I keep thinking about how much time we waste by making excuses about why we can’t be with each other. ‘We’re not where we need to be professionally.’We’re getting ourselves together.”We’re chilling.’
The majority of us are well on our way to 30. It’s true that today, more and more of us are putting off marriage and kids because life has gotten in the way. Whether it is a lackluster job market, student loans, a change in career paths, we are putting off settling down longer and longer. I definitely have changed my mind about this stuff. If you asked me where I would be at 28 ten years ago, I would’ve told you that I would be married with kids already. Now the idea of both at this moment, makes me cringe. It’s true that I want to progress financially and professionally. There’s still a lot of stuff I wanna do. However, there is a growing fear that collectively, we are all putting off falling in love and getting into relationships for different reasons. Fear. We are so worried about missing out on something or someone, that we make excuses upon excuses as to why we can’t commit. We settle for situationships and fuckbuddies and other ambiguous relationships because that seems safe and secure and easy. The truth is, we’re not happy, and it’s not enough. It will never be enough. We come up with different names for our non relationships, and the list has become exhaustive. All because we don’t want to be held accountable for how we’re conducting ourselves with the opposite sex.
Newsflash: that ‘situationship’, that ‘friends with benefits’ that ‘casual fling’ you are engaged in, is a form of a relationship. The feelings are real, the lines become muddied when you’re fighting like you’re together, going on dates, and introducing your ‘bae’ to your friends, you are in a relationship, title or not. I love when girls try to pretend to not care, for fear of looking ‘weak’ or ‘clingy’ or ‘crazy.’ Give me a fucking break. How many more years are we gonna continue to pretend like we don’t want a healthy, loving relationship with someone? How many more conversations are we gonna have about our one homegirl who is ‘kinda seeing’ so and so for 3+ years? Or your homeboy who has been talking about his fear of commitment forever? Guys, get it together. Stop crying over the girl that broke your heart 5 years ago. Move. On. Stop griping on social media about wanting an ‘Ayesha Curry’ when you aren’t Steph. Step your game up bruh,take a chance.
Aren’t you guys tired? The beauty of getting older, and becoming more secure in ourselves, is getting to a point where you don’t give a fuck about playing it cool. You are over the bullshit, over the games, and at least want to TRY at something real. Tell me, what’s the worst that could possibly happen? You waste time? You get your heart broken? You make yourself vulnerable? It doesn’t work out? How many times has all of these things already happened? And yet here you are, alive. Somehow you made it. Somehow you survived without that person, and in fact, you’re better off. The problem now is that you’re so afraid to TRY.
I can admit that I have been in that headspace. So exhausted/frustrated/jaded that trying just didn’t seem worth it. Except that ultimately, I’m a romantic at heart.
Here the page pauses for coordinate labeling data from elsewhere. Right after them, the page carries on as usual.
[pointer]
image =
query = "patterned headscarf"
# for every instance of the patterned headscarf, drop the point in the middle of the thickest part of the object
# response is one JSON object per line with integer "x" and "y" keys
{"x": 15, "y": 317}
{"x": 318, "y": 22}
I know for certain I will fall in love again, and it will be beautiful, and the love will be returned. I know for certain I will be married, with children. I know that I will look back on all of the failed relationships, all the fuckboys, and laugh, because they all led me to my special someone. I gotta believe that. You gotta believe it too. You gotta want to TRY. Too many amazing people to not have one person that is exactly for them.
I implore you, to TRY. For once, stop scaring yourself out of fulfilling relationships. Quit trying to be cool, laid back, stop being so fucking scared of being vulnerable. Beautiful things come out of that space, if you let them.